As to Claim 11, Lovchinsky discloses a hearing instrument comprising: one or more microphones [402]; and one or more programmable processors [1402, 600, 800] (para. 0161), configured to: receive reference audio data [804] representing one or more voices (training data [804] comprising audio clips of a speaker or speakers; para. 0126, lines 1-5); generate, using a first machine learning (ML) model [808], an embedding of the reference audio data (a voice signature [622, 824], is created; para. 0128, lines 1-8); receive live audio data [620] representing sound detected by the one or more microphones [402] (an audio signal is received from a hearing device microphone; para. 0100, lines 12-14); generate an input spectrogram of the live audio data [620] (the live audio data is converted to the frequency domain; para. 0103, lines 9-14); use a second ML model [602] to generate a masked spectrogram (a frequency domain output [610] is formed; para. 0108 lines 8-11) based on the embedding and the input spectrogram, wherein the masked spectrogram represents a version of the live audio data in which portions of the live audio data spoken in the voices represented by the reference audio data are enhanced (a mask created by the reference audio data is applied to the input audio signal to yield the output [610] which is isolated speech; para. 0107); and cause one or more receivers of the one or more hearing instruments to output sound based on the masked spectrogram (the output [610] is recombined to output on a receiver of an ear-worn device; para. 0101).

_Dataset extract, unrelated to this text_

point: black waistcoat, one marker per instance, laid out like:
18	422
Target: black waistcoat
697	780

As to Claim 12, Lovchinsky remains as applied above to Claim 11. Lovchinsky further discloses that the first ML model [808] is a first neural network (para. 0155) and the second ML model [602] is a second neural network (para. 0105).
As to Claim 13, Lovchinsky remains as applied above to Claim 11. Lovchinsky further discloses that the one or more programmable processors are configured to: provide a first request to a computing device for a first individual to provide first input consistent with speaking a predetermined word or phrase (a prompt is displayed for the user to read back, the prompt is then recorded as input; para. 0151, lines 21-25; see Fig. 12); obtain the reference audio data as the first input; and associate the reference audio data with the first individual (the voice signature is stored and associated with a particular speaker; para. 0152).

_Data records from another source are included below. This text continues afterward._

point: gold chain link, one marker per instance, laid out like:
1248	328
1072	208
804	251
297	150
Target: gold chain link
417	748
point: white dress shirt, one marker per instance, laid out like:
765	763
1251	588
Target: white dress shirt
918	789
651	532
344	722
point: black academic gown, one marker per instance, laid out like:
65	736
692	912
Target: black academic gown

As to Claim 14, Lovchinsky remains as applied above to Claim 11. Lovchinsky further discloses that the reference audio data is first reference audio data (the voice signature corresponds to reference audio data; para. 0152), and the one or more programmable processors are configured to: provide a second request (a respective audio segment is obtained for each of a plurality of speakers; para. 0151, lines 10-16) to the computing device for a second individual to provide second input consistent with speaking the predetermined word or phrase (a prompt is displayed for the user to read back, the prompt is then recorded as input; para. 0151, lines 21-25; see Fig. 12); obtain second reference audio data as the second input; and associate the second reference audio data with the second individual (the voice signature is stored and associated with a particular speaker; para. 0152).
As to Claim 15, Lovchinsky remains as applied above to Claim 11. Lovchinsky further discloses wherein the one or more programmable processors are configured to receive user input of a request to set the hearing instrument into a group mode, wherein when in the group mode the one or more programmable processors use the second ML model to generate a masked spectrogram where one or more voices selected by a user are enhanced (by selecting more than one speaker, the speech of multiple target speakers is isolated by the voice isolation network; para. 0105, lines 1-12).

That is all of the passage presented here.